I suppose it was only inevitable that I would start making my own yogurt.  I am just surprised it took me so long to do soStrained (what's referred to as Greek yogurt) or not - a lot of yogurt is consumed in our house on a daily basis.  The girls have also inherited my love for yogurt.  It's one of those foods referred to only in Farsi - mast (sounds like cost). A typical after school snack: mast and honey.  And if it's not the container of plain yogurt making itself right at home at the dinner table, then it's mast o khiar.

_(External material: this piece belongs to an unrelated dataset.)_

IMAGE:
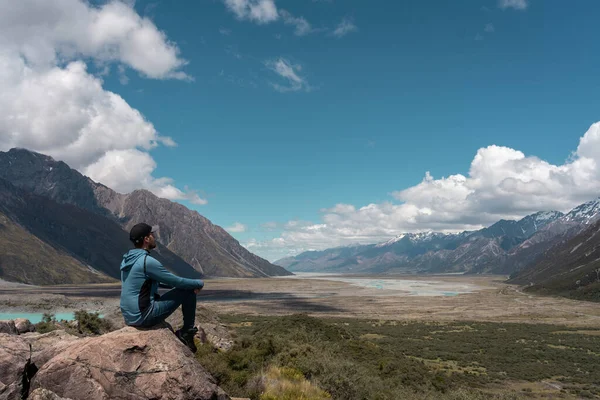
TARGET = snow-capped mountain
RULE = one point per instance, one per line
(503, 247)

Mast o khiar literally means yogurt and cucumber.  Typically it is considered a dip or a side dish.  In our house it is consumed by the bowlful.  Drew routinely commits the cardinal sin of smothering his rice and stew dishes with it (but since over the years he has so lovingly and enthusiastically embraced so many of our idiosyncrasies, he gets a pass for this), Soleil and Luna like it on the side of their dish.  A little bit of rice, a little bit of stew and a little bit of mast o khiar - creating the perfect bite. Or it can be found right next to the hummus, and other similar dips, perfect for crudites, a cracker, warm bread or my favorite (and weakness) - a chip.  You will never find any left over either.  Just like it used to be in my childhood home - my brother Ramin and I keeping a close eye on the mast o khiar bowl, waiting to pounce, to see who would be the lucky person to get to eat the last remaining spoonfuls right out of the serving bowl.  And when no one was looking lick clean the inside of the bowl.  Nothing more comforting. 

Mast o khiar comes in many different variations.  But its simplest preparation - and what you will find on most nights at our table: good quality organic plain yogurt, cucumber, and a pinch of salt.  From there, I build on this canvas depending on what's in my fridge, spice cupboard, or just delivered in my farm box (like fresh dill or fresh mint!).  You can chop up your cucumber, or grate it.  If you grate your cucumber don't get rid of the excess cucumber juice.  All the flavor is in that juice.  I am rather reluctant to give actual measurements of ingredients here.  This really is one of those dishes you can make to suit your taste.  Work with what you have.  Even if you don't have a cucumber - the real hero here is the mast.

Yogurt - my late night confidant, my consigliere, always there to share in my triumphs and heartbreaks, in the mundane and the extraordinary, over three continents, consistent and unconditional.